One paper stands out as the seminal contribution to to the real business cycle approach. Kydland and Prescott's "...Time to Build..." was an attempt to study the extent to which the business cycle can be explained as the ordinary working of a competitive economy subject to random technology shocks. It was written in 1982, when the foundational of dynamic macroeconomics had already been laid, and the next goal was to understand how to use the theory to study quantitative fluctuations. At that time growth theory was widely used to study both economic development and public finance. It was not widely believed that growth theory had much to say about macroeconomic issues. Kydland and Prescott developed practical methods for deriving the quantitative implications of growth theory for fluctuations. To everyone's surprise, business cycle fluctuations are just what that theory predicted. Prior to the "...Time to Build..." paper the elimination of the business cycle was widely viewed as the goal of economic policy; now it is widely understood that the issue is one of efficient fluctuation, not the absence of fluctuation. Moreover, the terms of the debate have changed. Research that challenges real business cycle has come to focus on explaining the technology shocks. One of the most significant advances in "...Time to Build..." is the insistence on explaining quantitative features of the data rather than merely the qualitative ones; this has now become the predominant theme in macroeconomic research. Whether calibration can replace econometrics as an empirical methodology is open to debate; whether the quality of theoretical research in macroeconomics has been enormously improved by changing focus from qualitative to quantitative analysis is not.

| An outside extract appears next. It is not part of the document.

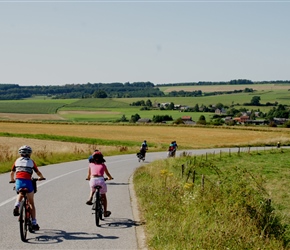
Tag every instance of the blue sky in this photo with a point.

Kydland and Prescott are responsible for pioneering a second major area of economic research. When Robert Lucas received the Nobel Prize in economics, one of the major scientific achievements mentioned by the Swedish Academy is the "Lucas critique." Quoting from the Swedish Academy "The Lucas critique has had a profound influence on economic-policy recommendations. Shifts in economic policy often produce a completely different outcome if the agents adapt their expectations to the new policy stance." While influential, the Lucas critique only tells us how not to do economic analysis. The idea of time consistency, developed by Kydland and Prescott in "Rules rather than Discretion..." focuses instead on the strategic idea that policies that yield short-term benefits that are negated in the future by changes in expectations. This idea leads to the positive research program of focusing on such issues as the credibility of commitments and institutional arrangements such a independent central banks that make make commitments credible. The idea of time consistency now play a critical role in much of international economics, public finance, and political economy.